On a pretty regular basis during the last few years, we’ve seen stories concerning “outrageous” student loan rates and “unbearably-high” student loan principal amounts. The target is almost always the evil private student loan industrial complex and the employers who just won’t pay these kids enough money to pay off their loans. Should they direct their disgust elsewhere?
From the Daily Mail, we learn of Steve Mason’s plight. Tragically, his 27-year-old daughter and mother of three died in 2009 of liver failure after piling up $100,000 in student loans. Five years later, the amount owed is now $200,000. Mason co-signed for the loans. Throughout the article, it’s the private student loan companies who are the bad guys.
A Californian pastor is being mercilessly hounded for $200,000 in student loans he was saddled with when his 27-year-old daughter Lisa died suddenly of liver failure.

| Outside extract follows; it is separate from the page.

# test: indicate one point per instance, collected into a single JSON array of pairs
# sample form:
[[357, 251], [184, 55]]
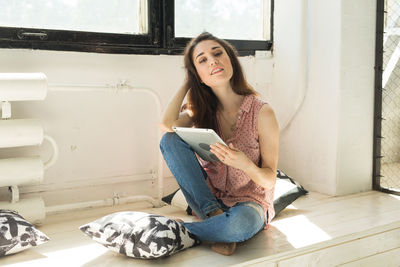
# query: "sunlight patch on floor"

Crippled by the $2,000 a month in repayments and unable legally to declare bankruptcy to rid himself of the huge debt, Steve Mason, 59, and his wife Darnelle have reached their wits end.
Each time they have appealed to the lenders to beg for help, the couple have been told that the only solution is to repay the mammoth loans – some of which have interest rates of 12 percent – in full.
Of course, that statement is not true, as at least one lender provided Mason with some relief. From the same article … 15 paragraphs later.
One of the lenders, Navient Crop, did reduce Steve’s interest rate to 0% on three of four loans and lowered the amount owed from $35,000 to $27,000.
As I mentioned, these stories are not unusual. CNN lists more and the situation absolutely sucks for the families. It really does.
But should the media and the families be looking to the lenders or the schools for relief? Really now, think about this. The lenders don’t have the money or the resources to just forgive the loan. The lenders gave the tuition owed – in full – immediately to the school who paid the teachers and staff.
Why not petition the school, professors and staff for relief? We know the answer to that don’t we?
You can argue interest rates for student loans are too high all you want, but when you sign for the loan it’s quite clear in the documentation what the interest rate will be, when you will need to start paying off the debt, how many payments there will be and how long it will take to pay off the debt. It’s right there, in black and white.
Of course, the article notes how great government student loans are compared to the evil private loans …
Had they been federal student loans, then Steve [Mason] could have appealed to have them wiped or at the very least received a sensible and manageable payment plan.
But Mason was able to appeal, and it’s clear at least one of the loan holders adjusted the interest rate and payment amounts. It’s right there in the article!
That leaves the ability for the feds to have the loans “wiped.” A very nice payoff for the schools! You see, the government can just wipe out student loans and make the taxpayers and future generations foot the bill. It’s only a few dollars per person … fuhgeddaboudit.